The Chama Beehive

Day 43: June 5, 2019

Destination: CDT Mile 792.4 (Cumbres Pass/Chama)

Today’s Miles: 0

Start Location: CDT Mile 792.4 (Cumbres Pass/Chama)

Trip Miles: 664.5

I’m trying to catch up on my journal, so I’m going to keep these next two town entries brief. Today I spent figuring out what I’m going to do.

I learned in the last section that I really don’t enjoy the combination of high elevation, storms, and snow travel. It was stressful for me. So, I decided going through the San Juans is out for me at this time.

At first I thought I would flip up to Encampment in Southern Wyoming, then hike north to Canada and come back and hike Colorado last. I called locals in Encampment and learned that the snow conditions there aren’t bad at all. BUT, I found out that the Wind River Range and Shoshone National Forest in Wyoming got hit really hard with snow this year. Reports are that the rangers there haven’t been able to get in to anything over 9000 feet. Encampment to Shoshone is only about two weeks of hiking, so I would likely get to the Winds too soon. Likewise, if I went to Wyoming just before the Winds and hiked south, I might get to the Rockies and still have tons of snow.

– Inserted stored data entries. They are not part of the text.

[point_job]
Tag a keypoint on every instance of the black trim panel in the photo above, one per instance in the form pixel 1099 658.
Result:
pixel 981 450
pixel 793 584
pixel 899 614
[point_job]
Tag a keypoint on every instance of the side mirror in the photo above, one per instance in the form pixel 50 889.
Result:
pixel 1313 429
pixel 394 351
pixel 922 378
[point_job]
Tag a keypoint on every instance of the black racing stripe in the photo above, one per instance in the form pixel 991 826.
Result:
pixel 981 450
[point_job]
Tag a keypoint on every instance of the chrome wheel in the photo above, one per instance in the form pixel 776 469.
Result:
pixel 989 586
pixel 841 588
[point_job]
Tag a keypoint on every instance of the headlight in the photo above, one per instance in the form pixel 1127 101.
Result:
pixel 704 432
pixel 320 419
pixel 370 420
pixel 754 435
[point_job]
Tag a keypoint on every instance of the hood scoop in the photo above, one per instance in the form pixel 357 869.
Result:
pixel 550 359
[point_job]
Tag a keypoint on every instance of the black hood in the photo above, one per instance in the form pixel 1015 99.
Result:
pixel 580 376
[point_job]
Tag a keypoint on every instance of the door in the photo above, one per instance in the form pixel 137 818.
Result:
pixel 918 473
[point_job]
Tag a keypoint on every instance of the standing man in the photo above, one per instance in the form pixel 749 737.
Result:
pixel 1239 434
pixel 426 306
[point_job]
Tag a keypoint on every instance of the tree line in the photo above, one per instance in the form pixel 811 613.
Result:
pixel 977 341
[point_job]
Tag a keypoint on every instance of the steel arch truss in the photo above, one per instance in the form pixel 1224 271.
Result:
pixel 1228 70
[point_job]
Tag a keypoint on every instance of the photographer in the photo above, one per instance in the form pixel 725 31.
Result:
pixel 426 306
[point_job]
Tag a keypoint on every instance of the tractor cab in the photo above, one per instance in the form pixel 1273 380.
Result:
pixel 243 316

I decided it was best to use one of the lower elevation alternates in Colorado and keep pushing north. This year it is virtually impossible not to rob Peter to pay Paul. I decided to cut out the San Juans and hike what is called the Great Divide Alternate in Guthook. There are a LOT of alternates in Colorado because of snow and storms. This one goes east of the San Juans, but does get up over 11,000 feet in two segments. It passes through the towns of Platoro and Del Norte. I plan to hike this route past Del Norte to the regular CDT, then go back up into the sky and hike at elevation to Monarch Pass, where I’ll head into Salida. I’ll bring my snowshoes. I bounced my ice axe and spikes to Salida.

I feel good about this because it’s two weeks of hiking, and a lot of snow in the Rockies and the Winds can melt in two weeks. I’ll get to Salida and assess whether or not I can proceed through the Rockies with minimal winter mountaineering.

After figuring that out, I picked up a box with my maps and winter gear that my parents kindly sent me. The Visitors Center in Chama has free bikes for hikers to use while in town, so I rode the 2 miles to the post office.

Chama was a beehive of hikers bouncing route plans off of each other. I was so grateful for this, because I largely decided on my route by sharing my dilemma with Mouse, and then her taking me over to the Y Hotel to talk with a hiker named Blasphemy who had already decided to hike the Great Divide Alternate.

I spent the rest of the day looking at elevation profiles and deciding what gear to take, and where to send other stuff. I let Zpacks know to send my tent struts and jacket to Salida. I ate a lot of food. It was a good day and a productive zero. I had a plan and felt reenergized. I also learned that the hikers in front of me in the last stretch did NOT drop Wilson in the trail. Poor Wilson.... I still want to relay his adventures at some point!